Rafael Viñoly, in rakish black blazer and jeans, told the review board members that designing the new Stanford Hospital has been “perhaps the most difficult project of my life.” Rafael Viñoly Architects, based in New York, with offices in London and Los Angeles, designed the UCSF Helen Diller Family Cancer Research Building in San Francisco, the Janelia Farm Research Campus of the Howard Hughes Medical Institute in Ashburn, Va., and the University of Pennsylvania Health System’s Center for Advanced Medicine in Philadelphia. In spite of that experience with health-care facilities, Viñoly suggested that being true to the design of the existing Stanford Hospital while integrating new plans with the architecture of the greater campus presented a considerable challenge.

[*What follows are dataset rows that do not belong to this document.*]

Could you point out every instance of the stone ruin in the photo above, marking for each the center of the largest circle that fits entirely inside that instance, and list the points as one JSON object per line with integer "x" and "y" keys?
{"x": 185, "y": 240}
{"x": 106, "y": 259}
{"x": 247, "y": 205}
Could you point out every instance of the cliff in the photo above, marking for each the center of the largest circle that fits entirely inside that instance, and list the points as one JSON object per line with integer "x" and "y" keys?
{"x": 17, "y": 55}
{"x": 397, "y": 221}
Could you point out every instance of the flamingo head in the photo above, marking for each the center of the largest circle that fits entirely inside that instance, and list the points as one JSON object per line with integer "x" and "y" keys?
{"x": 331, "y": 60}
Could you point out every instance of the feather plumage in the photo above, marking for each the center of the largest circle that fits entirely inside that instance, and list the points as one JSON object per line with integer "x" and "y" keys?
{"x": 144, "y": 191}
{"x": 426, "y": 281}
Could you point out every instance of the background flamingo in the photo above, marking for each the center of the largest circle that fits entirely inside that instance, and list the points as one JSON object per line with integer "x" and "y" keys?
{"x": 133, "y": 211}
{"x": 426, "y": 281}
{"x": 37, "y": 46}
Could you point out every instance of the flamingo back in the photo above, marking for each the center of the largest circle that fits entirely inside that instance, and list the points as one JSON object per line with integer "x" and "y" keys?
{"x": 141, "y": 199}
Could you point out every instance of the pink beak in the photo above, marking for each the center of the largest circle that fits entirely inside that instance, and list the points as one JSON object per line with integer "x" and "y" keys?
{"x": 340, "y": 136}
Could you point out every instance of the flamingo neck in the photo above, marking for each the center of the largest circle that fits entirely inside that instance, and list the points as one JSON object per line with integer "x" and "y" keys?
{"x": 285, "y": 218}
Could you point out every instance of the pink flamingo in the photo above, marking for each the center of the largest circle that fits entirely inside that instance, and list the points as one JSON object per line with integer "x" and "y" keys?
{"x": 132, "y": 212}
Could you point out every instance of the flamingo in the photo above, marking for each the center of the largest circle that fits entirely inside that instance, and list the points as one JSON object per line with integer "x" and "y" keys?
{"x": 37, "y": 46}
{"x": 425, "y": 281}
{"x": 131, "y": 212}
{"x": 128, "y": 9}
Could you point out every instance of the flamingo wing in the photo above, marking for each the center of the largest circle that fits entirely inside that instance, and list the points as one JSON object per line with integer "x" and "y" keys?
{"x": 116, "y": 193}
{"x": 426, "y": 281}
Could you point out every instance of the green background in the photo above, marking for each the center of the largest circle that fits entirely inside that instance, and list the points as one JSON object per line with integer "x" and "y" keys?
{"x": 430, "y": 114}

Thinking and stepping outside the conventional box that has been the standard of hospital design in the past, Viñoly and his firm envision five separate, cantilevered, modular pavilions. The lower two floors will house such services as the emergency department, which will more than triple in size, diagnostic imaging equipment, surgical suites and catheterization labs. On the third level, set back from the floors above and below, are the critical mechanical systems that traditionally have been sited on building roofs. The third floor also will be an area of planted “green roofs” that will link the five pavilions aesthetically and provide a meandering pathway for patients and family members.

The top three floors of the three pavilions closest to Pasteur Drive and the top four floors in the two rear modules will house single-patient rooms with 144 new beds, for a total of 600. More than 90 percent of hospitals being constructed in the United States today feature single-patient rooms, said George Tingwald, MD, AIA, a licensed physician and architect who serves as director of planning for Stanford Hospital. He said studies show that individual rooms not only improve infection control and increase privacy and comfort, but also are more cost-effective.

Review board member Judith Wasserman pronounced Viñoly’s design “extraordinary,” and said the waterfall was a “beautiful aspect of the whole project.” Chair Prichard also applauded the “calming” waters, and said she hoped the new hospital would be “a place where we’ll see people from the School of Medicine and hospital coming together.”

“We are thrilled to have reached this major milestone in creating the new Stanford Hospital,” president and CEO Martha Marsh said. “Rafael Viñoly has brought creativity and innovation to translating our vision, as well as future flexibility to assure that these exciting facilities will keep pace with rapid advances in medicine and technology.”